POLITIQUE
20/02/2017 06:14 EST

Irak: les forces spéciales canadiennes déplacent leurs opérations dans le nord

THOMAS COEX via Getty Images
Internally displaced Iraqis, who fled the ongoing figthing between Islamic State (IS) group jihadists and government forces around Mosul, queue to fill containers with fuel for heating and cooking on November 28, 2016 at al-Khazer refugee camp.Some 70,000 civilians have fled the violence since Iraqi forces started the offensive to retake Mosul last month. / AFP / THOMAS COEX (Photo credit should read THOMAS COEX/AFP/Getty Images)

Les forces spéciales canadiennes ont déplacé leurs opérations dans le nord de l'Irak pour accroître la pression sur Daech (le groupe armé État islamique) dans des zones à l'extérieur de Mossoul, notamment près de la frontière avec la Syrie.

Lorsque les premiers soldats canadiens sont arrivés dans le pays en septembre 2014, leur mission était d'aider à la formation des combattants kurdes - ou peshmergas - pour tenter de freiner les extrémistes qui, à l'époque, n'avaient pas perdu de territoire.

Les forces kurdes, appuyées par les Canadiens, ont depuis ce temps lancé une offensive d'envergure pour reprendre Mossoul, la deuxième ville la plus peuplée d'Irak.

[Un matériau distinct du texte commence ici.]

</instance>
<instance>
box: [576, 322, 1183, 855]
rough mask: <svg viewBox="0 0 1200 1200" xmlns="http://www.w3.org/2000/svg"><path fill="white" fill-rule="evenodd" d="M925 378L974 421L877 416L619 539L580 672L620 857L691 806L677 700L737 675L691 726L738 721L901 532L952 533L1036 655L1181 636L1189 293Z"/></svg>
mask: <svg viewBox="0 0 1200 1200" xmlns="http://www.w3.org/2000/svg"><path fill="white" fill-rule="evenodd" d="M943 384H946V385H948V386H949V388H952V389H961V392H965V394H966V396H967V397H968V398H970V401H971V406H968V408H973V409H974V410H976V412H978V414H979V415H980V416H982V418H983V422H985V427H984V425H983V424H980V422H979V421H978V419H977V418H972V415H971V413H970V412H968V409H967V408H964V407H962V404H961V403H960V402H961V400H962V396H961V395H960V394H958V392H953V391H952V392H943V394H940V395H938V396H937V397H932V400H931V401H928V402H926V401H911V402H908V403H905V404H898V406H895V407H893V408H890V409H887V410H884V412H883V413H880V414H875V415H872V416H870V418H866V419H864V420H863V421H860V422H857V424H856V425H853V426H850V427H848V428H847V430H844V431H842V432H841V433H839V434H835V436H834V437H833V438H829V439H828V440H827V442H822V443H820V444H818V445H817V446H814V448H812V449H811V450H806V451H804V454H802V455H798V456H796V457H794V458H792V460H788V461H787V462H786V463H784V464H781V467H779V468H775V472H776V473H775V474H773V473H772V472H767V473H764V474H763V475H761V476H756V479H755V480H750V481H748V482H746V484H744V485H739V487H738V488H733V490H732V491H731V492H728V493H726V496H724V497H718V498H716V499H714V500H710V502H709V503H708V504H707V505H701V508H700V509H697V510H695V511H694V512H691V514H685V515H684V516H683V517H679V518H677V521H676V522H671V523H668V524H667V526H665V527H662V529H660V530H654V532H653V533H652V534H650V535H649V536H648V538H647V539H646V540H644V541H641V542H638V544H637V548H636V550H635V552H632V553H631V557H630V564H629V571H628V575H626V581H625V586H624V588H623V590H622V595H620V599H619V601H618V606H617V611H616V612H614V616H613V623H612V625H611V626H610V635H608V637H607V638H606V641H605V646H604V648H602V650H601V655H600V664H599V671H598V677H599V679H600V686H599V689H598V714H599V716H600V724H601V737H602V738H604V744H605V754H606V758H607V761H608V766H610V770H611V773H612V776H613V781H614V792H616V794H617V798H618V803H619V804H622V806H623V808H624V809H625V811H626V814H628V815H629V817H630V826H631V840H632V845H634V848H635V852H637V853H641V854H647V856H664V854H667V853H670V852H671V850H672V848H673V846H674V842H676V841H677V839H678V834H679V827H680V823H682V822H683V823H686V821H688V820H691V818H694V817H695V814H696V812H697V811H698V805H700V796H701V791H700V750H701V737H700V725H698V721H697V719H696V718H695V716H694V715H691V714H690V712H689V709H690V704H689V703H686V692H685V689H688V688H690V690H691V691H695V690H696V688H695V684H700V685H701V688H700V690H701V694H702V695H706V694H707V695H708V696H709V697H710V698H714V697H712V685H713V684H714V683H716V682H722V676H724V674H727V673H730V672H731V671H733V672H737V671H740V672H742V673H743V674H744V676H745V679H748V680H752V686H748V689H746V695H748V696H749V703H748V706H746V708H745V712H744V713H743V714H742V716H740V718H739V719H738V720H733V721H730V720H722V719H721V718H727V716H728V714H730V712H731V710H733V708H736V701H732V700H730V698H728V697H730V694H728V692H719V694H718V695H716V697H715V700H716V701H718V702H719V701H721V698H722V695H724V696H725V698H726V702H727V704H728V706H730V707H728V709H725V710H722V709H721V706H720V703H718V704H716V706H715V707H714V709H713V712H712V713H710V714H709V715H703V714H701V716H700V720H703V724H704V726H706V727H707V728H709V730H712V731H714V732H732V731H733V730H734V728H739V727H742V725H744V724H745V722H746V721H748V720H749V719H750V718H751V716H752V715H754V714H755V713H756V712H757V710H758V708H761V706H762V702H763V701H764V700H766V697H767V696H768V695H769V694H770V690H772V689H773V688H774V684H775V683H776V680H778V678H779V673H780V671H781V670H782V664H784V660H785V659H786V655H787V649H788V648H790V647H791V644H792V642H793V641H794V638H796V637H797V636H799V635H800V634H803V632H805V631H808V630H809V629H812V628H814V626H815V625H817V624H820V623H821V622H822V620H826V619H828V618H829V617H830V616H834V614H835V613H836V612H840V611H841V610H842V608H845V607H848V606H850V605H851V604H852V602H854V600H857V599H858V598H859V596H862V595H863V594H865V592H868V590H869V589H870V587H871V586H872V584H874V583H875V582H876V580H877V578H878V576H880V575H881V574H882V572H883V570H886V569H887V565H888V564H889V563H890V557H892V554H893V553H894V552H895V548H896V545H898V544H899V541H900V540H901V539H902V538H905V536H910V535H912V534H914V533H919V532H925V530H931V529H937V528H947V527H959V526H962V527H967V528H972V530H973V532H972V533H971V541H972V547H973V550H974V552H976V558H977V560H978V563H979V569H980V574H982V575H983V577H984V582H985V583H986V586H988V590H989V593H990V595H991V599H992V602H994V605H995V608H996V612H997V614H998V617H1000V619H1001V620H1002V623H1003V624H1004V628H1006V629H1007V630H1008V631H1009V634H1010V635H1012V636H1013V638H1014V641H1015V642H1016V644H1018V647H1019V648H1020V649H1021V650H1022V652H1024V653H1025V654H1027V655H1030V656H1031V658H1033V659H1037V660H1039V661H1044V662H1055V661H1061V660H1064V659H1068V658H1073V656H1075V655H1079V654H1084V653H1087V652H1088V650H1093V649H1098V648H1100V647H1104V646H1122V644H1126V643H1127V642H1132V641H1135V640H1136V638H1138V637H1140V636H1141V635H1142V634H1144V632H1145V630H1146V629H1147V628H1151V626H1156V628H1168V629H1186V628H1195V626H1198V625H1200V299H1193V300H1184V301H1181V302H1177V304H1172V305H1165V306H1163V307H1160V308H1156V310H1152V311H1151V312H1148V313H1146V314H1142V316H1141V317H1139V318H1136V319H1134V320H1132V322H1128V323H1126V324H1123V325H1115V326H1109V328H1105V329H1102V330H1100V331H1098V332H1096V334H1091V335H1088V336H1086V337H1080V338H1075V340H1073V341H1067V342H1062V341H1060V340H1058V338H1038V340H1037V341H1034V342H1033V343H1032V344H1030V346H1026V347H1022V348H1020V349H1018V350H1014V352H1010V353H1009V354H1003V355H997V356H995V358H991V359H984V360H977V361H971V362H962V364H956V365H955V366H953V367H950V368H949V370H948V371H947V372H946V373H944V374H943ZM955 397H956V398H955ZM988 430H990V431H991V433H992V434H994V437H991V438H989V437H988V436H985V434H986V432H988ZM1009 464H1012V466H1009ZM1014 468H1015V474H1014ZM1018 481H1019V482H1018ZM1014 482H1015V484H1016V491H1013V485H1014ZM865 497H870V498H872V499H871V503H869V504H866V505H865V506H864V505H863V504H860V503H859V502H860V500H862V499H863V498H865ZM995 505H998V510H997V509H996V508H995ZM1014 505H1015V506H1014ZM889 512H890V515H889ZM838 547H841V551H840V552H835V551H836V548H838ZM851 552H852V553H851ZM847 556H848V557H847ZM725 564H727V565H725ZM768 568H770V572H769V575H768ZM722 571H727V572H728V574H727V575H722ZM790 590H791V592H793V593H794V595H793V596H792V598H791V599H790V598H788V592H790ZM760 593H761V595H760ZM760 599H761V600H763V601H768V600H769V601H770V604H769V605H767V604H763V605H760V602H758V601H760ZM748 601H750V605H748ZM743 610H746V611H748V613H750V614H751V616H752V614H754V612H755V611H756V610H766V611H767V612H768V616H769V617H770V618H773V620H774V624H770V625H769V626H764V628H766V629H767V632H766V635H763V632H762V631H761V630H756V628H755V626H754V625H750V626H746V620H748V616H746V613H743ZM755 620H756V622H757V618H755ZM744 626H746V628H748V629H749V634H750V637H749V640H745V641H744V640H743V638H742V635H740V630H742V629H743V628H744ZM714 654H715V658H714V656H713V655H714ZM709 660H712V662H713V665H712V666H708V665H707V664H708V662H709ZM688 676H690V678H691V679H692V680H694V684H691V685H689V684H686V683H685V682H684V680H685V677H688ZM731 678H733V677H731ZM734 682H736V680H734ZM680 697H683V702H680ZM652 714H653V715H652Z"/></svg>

Mais les Kurdes et leurs alliés canadiens se sont arrêtés avant Mossoul. Ils ont plutôt choisi de combattre Daech par d'autres moyens et de laisser l'armée irakienne entrer dans la ville pour en chasser les extrémistes.

Un officier des forces spéciales a révélé que la mission canadienne consistait maintenant à identifier et surveiller de potentielles cibles extrémistes dans la région.

Les soldats utiliseront des viseurs optiques et d'autres moyens afin de surveiller "les mouvements des corridors clés de l'ennemi" entre l'Irak et la Syrie, puis sur le territoire kurde et à l'extérieur de celui-ci.

L'officier, qui s'est exprimé sous le couvert de l'anonymat pour des raisons de sécurité, affirme qu'une telle surveillance a contribué à localiser des combattants de Daech dans une grande ville qui avait été contournée au début de l'offensive de Mossoul et qui devait être libérée.

Cela signifie aussi que les Canadiens échangeront moins de coups de feu que dans les derniers mois.